There are operational aspects to consider, too. For instance, you’ll likely want to appoint a compliance officer responsible for handling requests, analyzing your projections and PI dataset to see if you’re impacted (and compliant), and introducing more privacy-friendly management processes, such as automatically deleting data if a user’s account has been inactive for a specific amount of time.
A duty to verify consumer requests
When outlining consumer rights, the CCPA makes it clear information should only be passed forward from ‘verified consumer requests’. These are requests made by the consumer, the consumer’s legal guardian, or another natural person registered with the State to act on the consumer’s behalf. Businesses, in turn, must be able to verify the identity of the person, their right to make an information request. If a business cannot verify the consumer, they are not obligated to provide information.
This distinction may seem small, but for consumers and organizations can make a big difference. First, by requiring ‘verified consumer requests’, the CCPA includes in the legislation active steps to avoid fraud. It would be easy otherwise for impersonators to access sensitive information by request; by verifying the requests businesses can confirm they are dealing with the right party. Verification of the request also confirms the data subject is a resident of California, and the law applies.
Active opt-outs and specifics for minors
What about customers who want to actively exercise their privacy rights? CCPA includes requirements on how customers can get in touch, and be clear their PI is not yours to sell. Customers must be able to get in contact via email or by phone. Set up a 1-800 number for customer requests. On your website, include a page that allows customers to directly opt-out of selling their data. This page should be titled “Do Not Sell My Personal Information”. You may exclude the “Do Not Sell” page only if customers can opt-out on a page specifically for the privacy rights of California residents.

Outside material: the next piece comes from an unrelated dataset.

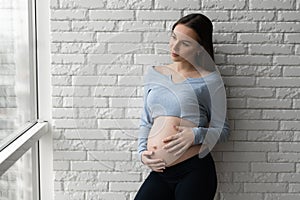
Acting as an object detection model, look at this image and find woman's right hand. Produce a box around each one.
[141,151,166,172]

If your business is collecting data from minors, the rules change slightly. Instead of allowing minors to opt-out, CCPA is clear that customers under the age of 16 must opt-in, and actively give their permission for the sale of their data. If the consumer is under the age of 13, you must receive opt-in consent from their parent or legal guardian. Services, programs and businesses collecting or processing information should always exercise caution. In addition to CCPA, the federal Children’s Online Privacy Protection Act will apply to the data of all customers under the age of 13.
For businesses that have been profiting off of personal data, California’s new privacy law may be a warning. A study in USA Today revealed Americans are more concerned with data privacy than job creation.
There are pushes to see data privacy become federal law, but as Neema Singh Guliani reports in the Washington Post, what some companies may want is weaker federal law that can overturn CCPA. Meanwhile, privacy advocates, including the creators of privacy browser Brave, are concerned CCPA doesn’t go far enough, with too many loopholes that can be exploited. Whether additional amendments will be written into the law remains to be seen. However, given the steep penalties for non-compliance, preparation is definitely the wisest course of action.